US 11,929,058 B2
Systems and methods for adapting human speaker embeddings in speech synthesis
Cong Zhou, Fremont, CA (US); Xiaoyu Liu, San Mateo, CA (US); Michael Getty Horgan, San Francisco, CA (US); and Vivek Kumar, Foster City, CA (US)
Assigned to DOLBY LABORATORIES LICENSING CORPORATION, San Francisco, CA (US)
Appl. No. 17/636,851
Filed by DOLBY LABORATORIES LICENSING CORPORATION, San Francisco, CA (US)
PCT Filed Aug. 18, 2020, PCT No. PCT/US2020/046723
§ 371(c)(1), (2) Date Feb. 18, 2022,
PCT Pub. No. WO2021/034786, PCT Pub. Date Feb. 25, 2021.
Claims priority of provisional application 63/023,673, filed on May 12, 2020.
Claims priority of provisional application 62/889,675, filed on Aug. 21, 2019.
Prior Publication US 2022/0335925 A1, Oct. 20, 2022
Int. Cl.
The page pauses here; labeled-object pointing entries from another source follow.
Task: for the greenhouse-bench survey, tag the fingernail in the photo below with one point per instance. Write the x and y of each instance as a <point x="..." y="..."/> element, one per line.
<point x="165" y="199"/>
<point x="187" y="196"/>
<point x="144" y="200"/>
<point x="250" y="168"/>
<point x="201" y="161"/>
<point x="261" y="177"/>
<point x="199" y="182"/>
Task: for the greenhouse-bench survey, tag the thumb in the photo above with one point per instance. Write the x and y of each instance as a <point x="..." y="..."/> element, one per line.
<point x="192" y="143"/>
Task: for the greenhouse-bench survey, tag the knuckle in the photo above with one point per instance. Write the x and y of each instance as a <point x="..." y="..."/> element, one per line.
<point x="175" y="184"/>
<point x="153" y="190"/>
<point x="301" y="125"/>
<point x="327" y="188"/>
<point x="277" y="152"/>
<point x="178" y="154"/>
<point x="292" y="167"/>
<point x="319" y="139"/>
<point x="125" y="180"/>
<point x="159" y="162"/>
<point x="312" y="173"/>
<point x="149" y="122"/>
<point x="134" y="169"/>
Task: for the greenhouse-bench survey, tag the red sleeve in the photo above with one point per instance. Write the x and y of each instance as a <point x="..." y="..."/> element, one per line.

G10L 21/00 (2013.01); G10L 13/00 (2006.01); G10L 13/033 (2013.01); G10L 13/047 (2013.01); G10L 13/08 (2013.01); G10L 17/12 (2013.01)
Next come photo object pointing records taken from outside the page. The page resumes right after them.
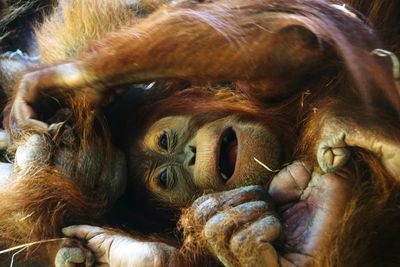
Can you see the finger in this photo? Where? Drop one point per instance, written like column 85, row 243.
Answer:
column 289, row 184
column 82, row 231
column 4, row 140
column 265, row 230
column 90, row 259
column 69, row 257
column 220, row 227
column 208, row 205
CPC G10L 13/033 (2013.01) [G10L 13/047 (2013.01)] 19 Claims
OG exemplary drawing
 
1. A method to synthesize a voice in a target style, comprising:
receiving as input at least one waveform, each corresponding to an utterance in the target style;
extracting features on the at least one waveform and generating at least one embedding vector from the extracted features;
calculating vector distances on an embedding vector of the at least one embedding vector to determine embedding vector distances to each of a plurality of known embedding vectors;
determining a known embedding vector of the known embedding vectors with a shortest distance from the embedding vector;
designating the known embedding vector as an initial embedding vector for a speech synthesizer;
adapting the speech synthesizer based on the initial embedding vector; and synthesizing a voice in the target style with the adapted speech synthesizer.